Oggi le scale sono ancora li’. Sono altri passi ed altre le storie che percorrono quei gradini, diversi
sono gli odori, e sicuramente non si sentirà
piu’ quell’odore di pomodoro passato,
quell’aroma di pane e mortadella che interrompeva l’impegno mattutino, i
cocci di quelle bottiglie rotte, non ci sarà piu’ l’odore dei tini, del torceturo (torchio), del vino fermentato, dei travasi e delle damigiane impagliate.
Sono odori che il tempo relega alla memoria. Probabilmente se avessimo
continuato a vivere in quel palazzo, tutti quanti noi, io e la mia famiglia, la
famiglia di Stelio, Comm’Antonetta e Comp’Abberto, le scale avrebbero
comunque cambiato ruolo e copione, ognuno avrebbe avuto la sua televisione,
ognuno avrebbe comprato le proprie bottiglie pronte al supermercato. Noi
saremmo cresciuti, e comunque andati via.

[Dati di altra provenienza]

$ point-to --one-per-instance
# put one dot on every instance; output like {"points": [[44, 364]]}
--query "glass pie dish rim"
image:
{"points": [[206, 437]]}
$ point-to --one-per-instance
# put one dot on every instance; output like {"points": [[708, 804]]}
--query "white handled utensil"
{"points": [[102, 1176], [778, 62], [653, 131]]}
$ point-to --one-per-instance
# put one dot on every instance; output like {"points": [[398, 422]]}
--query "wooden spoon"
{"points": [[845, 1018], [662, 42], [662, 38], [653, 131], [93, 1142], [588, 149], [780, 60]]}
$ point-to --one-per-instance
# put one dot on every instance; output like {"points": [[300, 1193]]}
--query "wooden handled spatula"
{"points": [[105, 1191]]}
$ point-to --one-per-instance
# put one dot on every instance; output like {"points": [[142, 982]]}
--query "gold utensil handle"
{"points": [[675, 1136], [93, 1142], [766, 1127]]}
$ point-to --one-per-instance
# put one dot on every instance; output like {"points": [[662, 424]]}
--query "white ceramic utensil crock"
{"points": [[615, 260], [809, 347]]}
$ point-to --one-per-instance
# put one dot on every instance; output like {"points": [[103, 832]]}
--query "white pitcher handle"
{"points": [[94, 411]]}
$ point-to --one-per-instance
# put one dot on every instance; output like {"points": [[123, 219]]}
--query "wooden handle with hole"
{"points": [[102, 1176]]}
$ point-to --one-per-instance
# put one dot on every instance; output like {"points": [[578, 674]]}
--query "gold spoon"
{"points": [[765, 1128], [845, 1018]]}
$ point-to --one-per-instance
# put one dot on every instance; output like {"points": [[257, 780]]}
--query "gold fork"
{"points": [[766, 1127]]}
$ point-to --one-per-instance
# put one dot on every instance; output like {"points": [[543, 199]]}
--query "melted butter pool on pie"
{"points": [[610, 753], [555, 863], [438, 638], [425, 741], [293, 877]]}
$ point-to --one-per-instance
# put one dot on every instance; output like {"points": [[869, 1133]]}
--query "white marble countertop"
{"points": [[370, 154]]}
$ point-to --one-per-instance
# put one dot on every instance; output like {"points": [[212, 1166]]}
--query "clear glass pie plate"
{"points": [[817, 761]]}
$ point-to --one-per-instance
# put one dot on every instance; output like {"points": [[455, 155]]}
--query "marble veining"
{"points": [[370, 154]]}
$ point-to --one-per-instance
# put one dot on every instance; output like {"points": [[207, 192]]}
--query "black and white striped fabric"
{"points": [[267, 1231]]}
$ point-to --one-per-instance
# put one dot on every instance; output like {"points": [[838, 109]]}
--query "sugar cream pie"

Ma quella rete di relazioni forti che
videro quelle scale protagoniste, durano tuttora, finche’ dura la vita e
permane la memoria, continua anche dietro un feretro, scendendo le scale del
cimitero, e dopo si alimenta di
racconti.
Come quelli che faccio ai miei figli, a loro che percorrono le scale di un palazzo di citta’ a bordo di un ascensore impersonale, ignorando persino i nomi dei vicini di pianerottolo.